Atualmente, 42% das pessoas de 25 a 34 anos permanecem sob a barra da saia materna, a maioria por razões financeiras. Na década de 90, a proporção não chegava a um terço. Pelos cálculos da Universidade Bocconi, de Milão, os italianos que começam a trabalhar mais tarde têm um aprendizado mais lento e um retardo de produtividade de cinco a dez anos em comparação à média da OCDE. 


Individualmente, a procrastinação na vida adulta é uma questão estritamente privada. Quando os adiamentos na compra do primeiro carro, na aquisição da casa própria e na formação de uma família ganham proporções de fenômeno social, porém, a economia como um todo sente — e aí esse passa a ser um dos principais temas do debate público.

Um levantamento do instituto de pesquisa Pew Research Center publicado neste ano mostra que 31% dos americanos até 34 anos decidiram adiar os planos de casar e ter filhos, o que complica a situação do setor da construção. Para a indústria automobilística americana, é justamente a menor demanda desse público que emperra a recuperação de suas vendas.  

Nos países europeus, os jovens chamados de neets, acrônimo para not in employment, education or training (fora do trabalho, da educação e do treinamento), custam, em média, 1,1% do PIB a cada ano. O cálculo considera os gastos com seguro-desemprego e o que eles deixam de produzir.

Nessa conta, porém, não constam os custos adicionais com saúde pública. Mais da metade dos jovens desconectados do mercado de trabalho e do mundo da educação se sente frequentemente deprimida ou ansiosa, segundo levantamento da ONG inglesa Prince’s Trust.

Apenas um terço tem esperança no futuro, metade da taxa dos jovens que estão trabalhando. Quanto mais tempo um jovem fica desempregado e mais entrevistas fracassadas de emprego faz, mais suscetível fica à tristeza. Que o diga a portuguesa Carla Esteves, de 31 anos.

Ao terminar, no começo deste ano, o doutorado em psicologia no Instituto Universitário de Lisboa, Carla se viu em uma armadilha. Nas universidades de Portugal, onde planejava se tornar professora, as contratações estão congeladas há meses. Carla, então, começou a procurar emprego na área de recursos humanos de empresas privadas, mas, nos processos de seleção, tem ouvido que é muito qualificada para as vagas disponíveis.

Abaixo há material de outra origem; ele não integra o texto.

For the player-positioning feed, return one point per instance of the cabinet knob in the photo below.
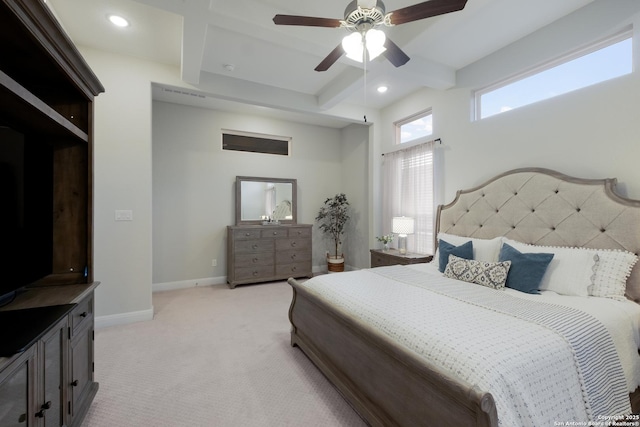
(43, 408)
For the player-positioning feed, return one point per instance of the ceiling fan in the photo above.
(361, 18)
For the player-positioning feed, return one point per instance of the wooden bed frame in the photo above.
(389, 385)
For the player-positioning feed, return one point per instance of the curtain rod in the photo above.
(438, 140)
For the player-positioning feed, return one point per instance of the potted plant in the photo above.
(332, 217)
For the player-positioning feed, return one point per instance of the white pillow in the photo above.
(613, 267)
(571, 271)
(485, 250)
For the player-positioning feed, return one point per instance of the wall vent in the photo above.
(255, 143)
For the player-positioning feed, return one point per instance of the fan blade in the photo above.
(307, 21)
(394, 54)
(331, 58)
(426, 9)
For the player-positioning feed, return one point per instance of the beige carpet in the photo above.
(213, 356)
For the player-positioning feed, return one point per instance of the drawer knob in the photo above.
(43, 408)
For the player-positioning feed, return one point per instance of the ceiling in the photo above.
(233, 57)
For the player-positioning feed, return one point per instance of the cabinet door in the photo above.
(81, 362)
(17, 382)
(53, 357)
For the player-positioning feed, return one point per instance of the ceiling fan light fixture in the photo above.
(118, 21)
(353, 46)
(375, 40)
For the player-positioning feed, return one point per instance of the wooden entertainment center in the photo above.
(46, 95)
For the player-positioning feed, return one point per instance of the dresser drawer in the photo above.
(259, 258)
(296, 269)
(246, 234)
(254, 272)
(81, 315)
(273, 233)
(251, 246)
(299, 232)
(288, 244)
(286, 257)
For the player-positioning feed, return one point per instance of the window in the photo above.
(602, 61)
(408, 190)
(414, 128)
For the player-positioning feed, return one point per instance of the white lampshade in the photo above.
(353, 46)
(402, 225)
(374, 39)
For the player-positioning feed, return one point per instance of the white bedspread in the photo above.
(538, 368)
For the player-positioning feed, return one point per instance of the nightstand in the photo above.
(380, 258)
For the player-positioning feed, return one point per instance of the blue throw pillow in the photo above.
(526, 270)
(463, 251)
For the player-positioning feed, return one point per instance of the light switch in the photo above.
(124, 215)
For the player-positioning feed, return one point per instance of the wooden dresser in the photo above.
(260, 253)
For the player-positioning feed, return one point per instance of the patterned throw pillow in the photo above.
(612, 269)
(489, 274)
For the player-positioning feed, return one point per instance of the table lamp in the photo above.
(402, 225)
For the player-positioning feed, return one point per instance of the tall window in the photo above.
(415, 128)
(408, 190)
(599, 62)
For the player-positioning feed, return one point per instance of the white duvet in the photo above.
(532, 371)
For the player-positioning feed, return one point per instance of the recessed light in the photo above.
(118, 21)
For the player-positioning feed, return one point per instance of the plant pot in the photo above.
(335, 264)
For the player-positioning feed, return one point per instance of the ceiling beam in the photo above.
(428, 73)
(194, 35)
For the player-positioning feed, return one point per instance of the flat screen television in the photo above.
(26, 210)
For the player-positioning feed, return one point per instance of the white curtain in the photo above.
(409, 189)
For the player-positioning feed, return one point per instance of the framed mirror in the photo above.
(262, 199)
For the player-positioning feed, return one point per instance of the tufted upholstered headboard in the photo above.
(543, 207)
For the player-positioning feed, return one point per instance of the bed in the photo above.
(407, 346)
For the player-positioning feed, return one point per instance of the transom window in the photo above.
(415, 128)
(598, 62)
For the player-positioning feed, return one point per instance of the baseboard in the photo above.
(184, 284)
(123, 318)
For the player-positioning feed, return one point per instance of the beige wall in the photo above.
(591, 133)
(193, 185)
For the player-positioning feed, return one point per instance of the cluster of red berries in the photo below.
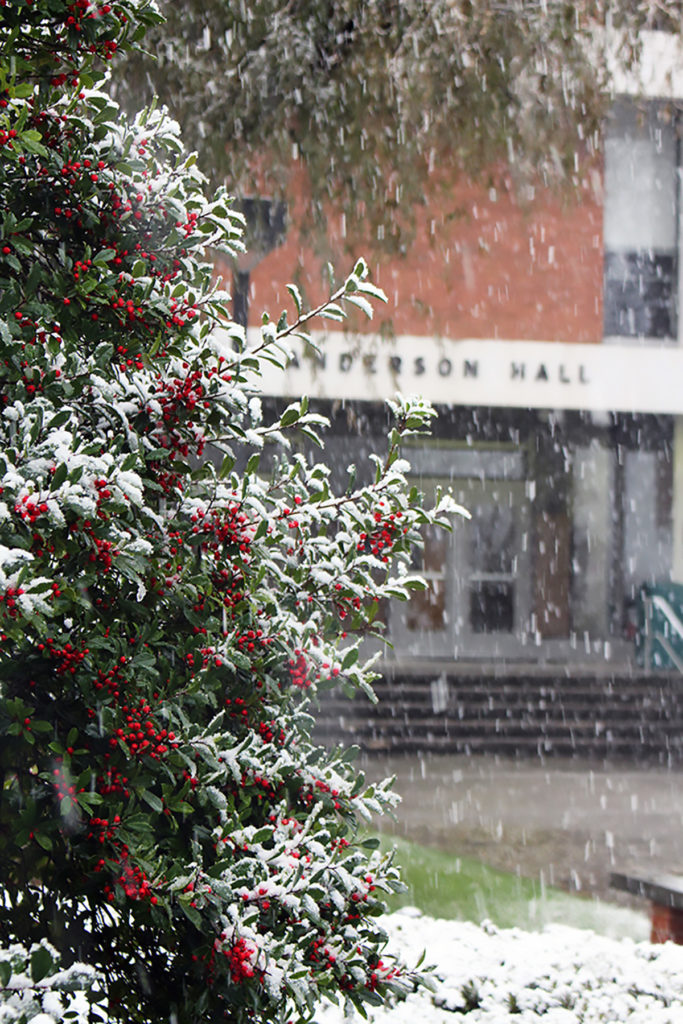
(102, 829)
(319, 953)
(61, 784)
(132, 880)
(178, 398)
(189, 225)
(7, 136)
(271, 732)
(241, 957)
(380, 973)
(382, 540)
(113, 781)
(141, 733)
(8, 600)
(29, 509)
(68, 657)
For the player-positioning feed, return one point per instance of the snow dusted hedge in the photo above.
(34, 989)
(559, 976)
(171, 602)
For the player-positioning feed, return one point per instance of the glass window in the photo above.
(641, 221)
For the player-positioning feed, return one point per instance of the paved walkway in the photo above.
(565, 821)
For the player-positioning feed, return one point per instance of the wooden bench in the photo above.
(666, 895)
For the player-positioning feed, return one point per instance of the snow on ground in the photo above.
(559, 976)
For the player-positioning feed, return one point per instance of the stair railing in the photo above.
(652, 603)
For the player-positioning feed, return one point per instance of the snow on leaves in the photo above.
(175, 584)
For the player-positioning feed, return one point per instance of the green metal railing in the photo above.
(659, 637)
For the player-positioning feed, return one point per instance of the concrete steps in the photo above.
(639, 718)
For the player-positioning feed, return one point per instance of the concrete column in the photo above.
(677, 504)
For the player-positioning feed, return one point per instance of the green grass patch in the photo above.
(443, 885)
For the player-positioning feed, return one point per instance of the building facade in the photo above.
(548, 336)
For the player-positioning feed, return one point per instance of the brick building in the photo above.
(547, 332)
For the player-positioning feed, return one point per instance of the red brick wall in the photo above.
(499, 270)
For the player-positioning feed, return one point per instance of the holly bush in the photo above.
(171, 601)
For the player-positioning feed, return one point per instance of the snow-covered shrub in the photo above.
(165, 615)
(35, 989)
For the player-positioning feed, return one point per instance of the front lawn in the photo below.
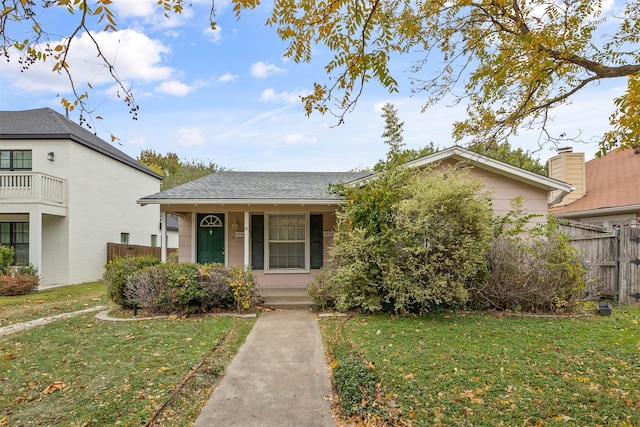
(484, 370)
(80, 371)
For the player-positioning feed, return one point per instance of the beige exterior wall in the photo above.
(503, 190)
(235, 245)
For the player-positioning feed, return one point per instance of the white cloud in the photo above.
(227, 77)
(212, 35)
(136, 58)
(174, 87)
(298, 138)
(140, 141)
(262, 70)
(269, 95)
(190, 136)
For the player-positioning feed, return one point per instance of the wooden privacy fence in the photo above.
(123, 249)
(613, 253)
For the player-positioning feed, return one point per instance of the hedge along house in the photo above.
(280, 224)
(65, 193)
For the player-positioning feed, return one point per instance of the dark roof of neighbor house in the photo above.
(611, 181)
(251, 187)
(45, 123)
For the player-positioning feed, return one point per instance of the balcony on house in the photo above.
(32, 187)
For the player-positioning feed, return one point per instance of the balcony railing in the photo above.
(24, 187)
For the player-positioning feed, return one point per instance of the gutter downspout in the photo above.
(617, 267)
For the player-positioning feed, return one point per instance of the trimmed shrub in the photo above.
(145, 289)
(323, 291)
(117, 271)
(190, 288)
(18, 284)
(356, 385)
(244, 287)
(409, 241)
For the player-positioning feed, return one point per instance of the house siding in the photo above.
(504, 190)
(234, 254)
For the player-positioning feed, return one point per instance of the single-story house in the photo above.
(606, 188)
(280, 224)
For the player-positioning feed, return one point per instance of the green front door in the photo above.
(210, 238)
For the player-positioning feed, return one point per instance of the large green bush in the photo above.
(16, 280)
(410, 240)
(6, 259)
(117, 271)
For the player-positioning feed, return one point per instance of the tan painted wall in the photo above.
(502, 190)
(568, 167)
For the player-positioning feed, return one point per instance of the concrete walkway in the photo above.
(9, 329)
(278, 378)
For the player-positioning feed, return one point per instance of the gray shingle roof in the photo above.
(45, 123)
(256, 186)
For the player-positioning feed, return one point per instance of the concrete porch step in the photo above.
(286, 298)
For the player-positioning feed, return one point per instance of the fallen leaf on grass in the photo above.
(53, 387)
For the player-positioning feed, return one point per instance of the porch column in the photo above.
(246, 239)
(35, 239)
(163, 237)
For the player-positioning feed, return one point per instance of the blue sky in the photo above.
(229, 96)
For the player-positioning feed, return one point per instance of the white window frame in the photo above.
(307, 244)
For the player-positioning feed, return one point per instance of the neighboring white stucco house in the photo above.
(65, 193)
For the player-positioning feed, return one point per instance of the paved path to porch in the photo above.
(278, 378)
(9, 329)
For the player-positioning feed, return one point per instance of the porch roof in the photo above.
(256, 187)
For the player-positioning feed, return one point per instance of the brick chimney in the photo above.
(569, 167)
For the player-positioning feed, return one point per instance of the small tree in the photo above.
(408, 241)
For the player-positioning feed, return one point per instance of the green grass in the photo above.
(113, 373)
(484, 370)
(52, 301)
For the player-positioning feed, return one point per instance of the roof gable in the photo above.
(487, 163)
(45, 123)
(260, 187)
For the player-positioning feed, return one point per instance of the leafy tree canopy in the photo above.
(175, 170)
(511, 61)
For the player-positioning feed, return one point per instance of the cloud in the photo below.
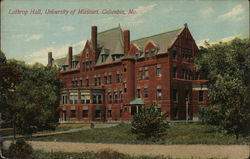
(202, 42)
(144, 9)
(128, 20)
(67, 28)
(33, 37)
(207, 11)
(225, 39)
(41, 55)
(237, 10)
(167, 10)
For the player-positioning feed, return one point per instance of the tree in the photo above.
(32, 106)
(228, 68)
(149, 123)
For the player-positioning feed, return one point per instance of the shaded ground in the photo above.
(180, 133)
(185, 151)
(64, 130)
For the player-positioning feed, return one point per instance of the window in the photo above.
(82, 99)
(115, 97)
(99, 80)
(87, 82)
(117, 77)
(133, 110)
(95, 81)
(146, 73)
(109, 111)
(87, 99)
(174, 72)
(110, 97)
(153, 51)
(125, 86)
(99, 99)
(175, 95)
(109, 79)
(97, 112)
(146, 91)
(87, 65)
(94, 101)
(146, 53)
(174, 54)
(121, 96)
(187, 96)
(138, 93)
(158, 71)
(87, 53)
(73, 98)
(80, 82)
(90, 65)
(105, 79)
(159, 94)
(64, 99)
(201, 96)
(85, 112)
(140, 74)
(72, 111)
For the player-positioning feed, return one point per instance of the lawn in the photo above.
(104, 154)
(68, 126)
(178, 133)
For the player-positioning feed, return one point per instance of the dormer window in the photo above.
(147, 53)
(104, 58)
(174, 53)
(87, 53)
(153, 52)
(64, 67)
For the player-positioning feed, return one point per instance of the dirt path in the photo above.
(187, 151)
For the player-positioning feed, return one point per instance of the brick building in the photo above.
(113, 77)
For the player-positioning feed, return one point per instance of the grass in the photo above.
(105, 154)
(6, 132)
(178, 133)
(68, 126)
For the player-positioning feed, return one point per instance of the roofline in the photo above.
(109, 30)
(157, 34)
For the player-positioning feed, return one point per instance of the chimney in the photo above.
(126, 34)
(49, 58)
(70, 52)
(94, 37)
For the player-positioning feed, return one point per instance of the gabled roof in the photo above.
(163, 40)
(111, 40)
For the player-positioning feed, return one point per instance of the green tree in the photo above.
(32, 105)
(228, 68)
(149, 123)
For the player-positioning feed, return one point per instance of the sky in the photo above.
(29, 37)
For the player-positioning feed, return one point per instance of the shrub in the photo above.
(149, 123)
(20, 150)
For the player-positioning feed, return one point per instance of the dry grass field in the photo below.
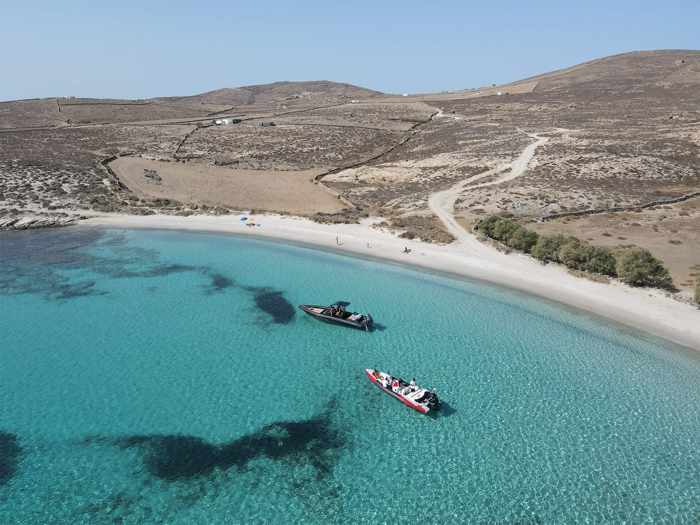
(617, 132)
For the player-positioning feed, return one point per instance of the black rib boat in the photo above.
(336, 313)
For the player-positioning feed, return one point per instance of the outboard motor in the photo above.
(433, 401)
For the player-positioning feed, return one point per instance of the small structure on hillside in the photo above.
(227, 121)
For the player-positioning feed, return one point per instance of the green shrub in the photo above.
(522, 239)
(503, 229)
(600, 260)
(638, 267)
(487, 225)
(547, 247)
(573, 254)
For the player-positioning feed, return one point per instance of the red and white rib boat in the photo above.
(411, 395)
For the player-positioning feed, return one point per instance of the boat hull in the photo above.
(313, 311)
(409, 403)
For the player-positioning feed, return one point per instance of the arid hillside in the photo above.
(609, 149)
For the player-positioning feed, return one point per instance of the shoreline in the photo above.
(647, 310)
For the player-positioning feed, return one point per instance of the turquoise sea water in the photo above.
(165, 377)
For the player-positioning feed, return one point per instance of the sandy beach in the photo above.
(651, 311)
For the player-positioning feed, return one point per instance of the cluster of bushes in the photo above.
(634, 266)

“É muito desanimador perceber o tempo passar e não conseguir se sentir útil para a sociedade”, diz. Jovens como o irlandês Horrigan, o espanhol Plasencia e a portuguesa Carla, expostos a períodos longos de recessão, costumam acreditar que o sucesso tem mais a ver com a sorte do que com o esforço pessoal. E isso é uma catástrofe tanto do ponto de vista econômico como do social, para eles e para seus países.